Comments for The Blessing Way
The Blessing Way: 06/12/12
I have been collecting the Navajo Mysteries by Tony Hillerman since I first read Talking God in college. The early Hillerman books contain a lot ethnographic observations on Diné culture and language. So much, so, that they were used as required reading for a non-western art class I took as a freshman.
Although the books stand by themselves and can be read out of order, I've decided to go back and read the series in order, filling in the ones I've missed.
The series opened with The Blessing Way, published in 1970. The cold war is still going strong, so is the Vietnam War. There are no cellphones, making the quarter million miles of wilderness that is the Navajo Nation a very remote location even though it sits within Arizona, New Mexico, Utah and Colorado.
For fans of the later books, the older cop, younger cop dynamic is missing. There's no Jim Chee to get under Joe Leaphorn's skin. Instead, there's what I can guess is an attempt at an authorial insert in the form of a belagaana professor who specializes in Navajo culture. He gives an expert but decidedly outsider's observations.
The problem though, is Dr. Bergen McKee, as an outsider doesn't have the same motivations to solve the murder as Joe Leaphorn does. And although he may know some of the different Sings, he's not actually studying them to perform them as Jim Chee tries in Talking God.
But the grains of what will be in later novels is here. There are thoughts on Navajo beliefs and motivations and questions about what would make someone break from form.

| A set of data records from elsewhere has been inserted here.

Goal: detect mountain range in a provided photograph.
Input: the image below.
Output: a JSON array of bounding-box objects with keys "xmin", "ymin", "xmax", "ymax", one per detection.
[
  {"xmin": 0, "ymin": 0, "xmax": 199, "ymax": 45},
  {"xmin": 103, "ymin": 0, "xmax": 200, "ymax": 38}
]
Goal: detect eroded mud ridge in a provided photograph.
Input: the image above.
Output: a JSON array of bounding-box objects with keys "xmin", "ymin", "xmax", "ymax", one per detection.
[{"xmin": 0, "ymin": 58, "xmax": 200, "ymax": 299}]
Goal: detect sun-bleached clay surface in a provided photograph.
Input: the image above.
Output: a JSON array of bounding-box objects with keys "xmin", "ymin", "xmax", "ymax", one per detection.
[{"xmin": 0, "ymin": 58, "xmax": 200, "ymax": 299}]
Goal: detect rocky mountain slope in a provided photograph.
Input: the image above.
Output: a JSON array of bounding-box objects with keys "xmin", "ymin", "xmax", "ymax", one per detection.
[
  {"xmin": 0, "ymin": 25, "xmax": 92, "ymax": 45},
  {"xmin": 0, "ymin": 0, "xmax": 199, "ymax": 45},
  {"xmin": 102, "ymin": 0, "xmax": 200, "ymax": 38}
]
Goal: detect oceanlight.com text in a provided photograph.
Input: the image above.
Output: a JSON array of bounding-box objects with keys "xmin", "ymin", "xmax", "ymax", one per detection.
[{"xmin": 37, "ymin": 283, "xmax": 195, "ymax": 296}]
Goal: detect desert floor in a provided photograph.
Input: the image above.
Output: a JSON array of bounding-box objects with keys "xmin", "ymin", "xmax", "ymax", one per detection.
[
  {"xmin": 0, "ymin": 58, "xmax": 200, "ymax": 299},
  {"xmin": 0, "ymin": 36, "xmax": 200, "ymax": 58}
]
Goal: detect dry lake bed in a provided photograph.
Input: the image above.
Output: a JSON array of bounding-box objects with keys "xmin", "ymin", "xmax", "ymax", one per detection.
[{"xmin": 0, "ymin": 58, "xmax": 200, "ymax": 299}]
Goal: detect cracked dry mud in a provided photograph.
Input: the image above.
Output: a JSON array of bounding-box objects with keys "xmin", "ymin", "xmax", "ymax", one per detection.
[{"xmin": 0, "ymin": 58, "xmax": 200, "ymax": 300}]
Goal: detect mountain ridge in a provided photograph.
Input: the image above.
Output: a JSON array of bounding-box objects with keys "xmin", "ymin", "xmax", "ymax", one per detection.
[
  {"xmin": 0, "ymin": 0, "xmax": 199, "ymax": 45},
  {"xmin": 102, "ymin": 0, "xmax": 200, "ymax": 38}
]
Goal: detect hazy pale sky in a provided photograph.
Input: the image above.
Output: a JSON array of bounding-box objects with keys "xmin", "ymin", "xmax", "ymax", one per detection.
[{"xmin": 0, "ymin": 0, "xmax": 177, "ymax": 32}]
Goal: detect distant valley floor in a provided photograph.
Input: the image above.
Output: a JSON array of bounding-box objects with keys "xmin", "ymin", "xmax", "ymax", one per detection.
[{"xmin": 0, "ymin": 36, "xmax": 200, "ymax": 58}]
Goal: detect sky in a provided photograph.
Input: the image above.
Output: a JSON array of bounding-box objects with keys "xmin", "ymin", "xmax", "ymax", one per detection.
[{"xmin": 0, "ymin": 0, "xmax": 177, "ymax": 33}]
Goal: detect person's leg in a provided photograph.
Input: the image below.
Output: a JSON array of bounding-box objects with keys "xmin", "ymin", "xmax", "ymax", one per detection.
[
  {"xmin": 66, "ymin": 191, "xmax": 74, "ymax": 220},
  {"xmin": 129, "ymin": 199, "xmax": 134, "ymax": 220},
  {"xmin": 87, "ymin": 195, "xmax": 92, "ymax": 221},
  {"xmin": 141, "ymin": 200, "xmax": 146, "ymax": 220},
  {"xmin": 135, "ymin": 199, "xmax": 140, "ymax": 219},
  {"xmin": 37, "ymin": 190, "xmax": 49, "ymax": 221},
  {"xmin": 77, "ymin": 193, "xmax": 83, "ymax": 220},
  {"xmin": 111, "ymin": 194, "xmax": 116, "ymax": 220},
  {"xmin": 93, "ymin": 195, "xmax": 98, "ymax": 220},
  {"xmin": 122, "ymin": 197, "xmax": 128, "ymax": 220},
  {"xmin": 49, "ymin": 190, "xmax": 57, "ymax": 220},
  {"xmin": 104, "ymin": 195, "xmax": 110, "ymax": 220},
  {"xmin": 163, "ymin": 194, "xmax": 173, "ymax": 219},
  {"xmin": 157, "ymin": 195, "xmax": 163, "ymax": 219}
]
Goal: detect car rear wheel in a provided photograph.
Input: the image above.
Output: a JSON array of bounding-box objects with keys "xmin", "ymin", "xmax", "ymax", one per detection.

Differences in Navajo subcultures are discussed but not fleshed out as they will be in later books.
Despite the discrepancies, some very dated material, as well as a somewhat clunkier writing style, I still enjoyed the book. I listened to an audio version performed by George Guidall. He had the perfect voice for the mystery and brought all the characters to life. I enjoyed his work so much I plan to listen to book three, Listening Woman, on CD as well.